その足で、たよりない記憶を辿りながらかつて私が住んでいたアパートへ。そしてあの当時の面影そのままに残っていたアパートに、すこしショックを感じていた。
どこか変わっていてほしかったのだろうか。どういうふうに?
走馬灯のように記憶がめぐる。
あれは、、、あのとき、、、そうして、、、、こうだった。
過去を消したい自分がいたのか。それともいつまでもそこにたゆたよっていたい自分がいるのか。過去の自分と今の自分が噛み合ないジレンマにとまどっていた。



「京都は今、小さな映画館がいっぱい出来てるんだよ」
商店街の中にある映画館の一階のカフェで、彼女は今の京都を話してくれた。
先日、高知で似たような小さな映画館を見つけた事を思いだした。
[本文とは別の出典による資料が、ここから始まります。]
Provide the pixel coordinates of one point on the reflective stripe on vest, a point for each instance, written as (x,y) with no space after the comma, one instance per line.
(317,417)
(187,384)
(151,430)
華やかなハリウッド映画とはちがう、地味で奥深い作品が今の若い人たちにじょじょに浸透して来ているようだ。
「ここの二階が映画館。そして三階で、若い人たちに映画作りを教えてるんだって!」

不思議な感じがした。なぜならその前夜、美大の恩師から最近の若者の映画作りの話を聞いたばかり。しかもまったく正反対の意味で。

ある大学に、太秦の映画村の中を使わせてもらえる、至れり尽くせりの映画部という学科が出来たそうだ。ところが学生たちはちっとも映画作りに興味を持たない。昔気質の映画人の教え方に、いとも簡単に逃げ出すのだと言う。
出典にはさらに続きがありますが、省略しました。